Largest Confederate monument in US set to be removed this week
There are 2,100 confederate statues still standing in the US
The largest remaining confederate statue in the US is being torn down on Wednesday after standing in Richmond, Virginia, for more than 130 years.
Though the statue's future is currently uncertain, a crew is set to remove the 12-ton statue of American Confederate general Robert E. and store it in a state-owned facility until further plans are arranged.
"Virginia's largest monument to the Confederate insurrection will come down this week," Democratic Virginia Governor Ralph Northam said in a statement. "This is an important step in showing who we are and what we value as a commonwealth."
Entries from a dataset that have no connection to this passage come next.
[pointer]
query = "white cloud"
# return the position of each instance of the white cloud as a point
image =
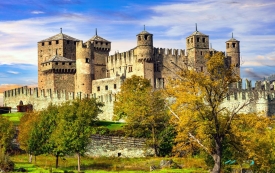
(37, 12)
(13, 72)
After the murder of George Floyd in 2020, US officials have begun to address a long history of systemic racism. That has included removing symbols of confederacy being removed.
According to the Southern Poverty Law Center, 160 Confederate symbols have been removed since 2020, but 2,100 are still publicly present in the US, some 704 are monuments.
Northam had originally sought to remove the statue last year but faced legal challenges from a descendant of the family who gave the statue to the state. Some local families were also against the move, but the Supreme Court of Virginia ruled in the governor's favour.
The 40-foot granite pedestal that the statue usually sits on will be left for the time being. The City of Richmond and the Virginia Department of Fine Arts will work to "reimagine Monument Avenue," to be a better representation of the state.
"Richmond is no longer the capital of the confederacy," Richmond Mayor Levar Stoney said in a statement. "We are a diverse, open, and welcoming city, and our symbols need to reflect this reality."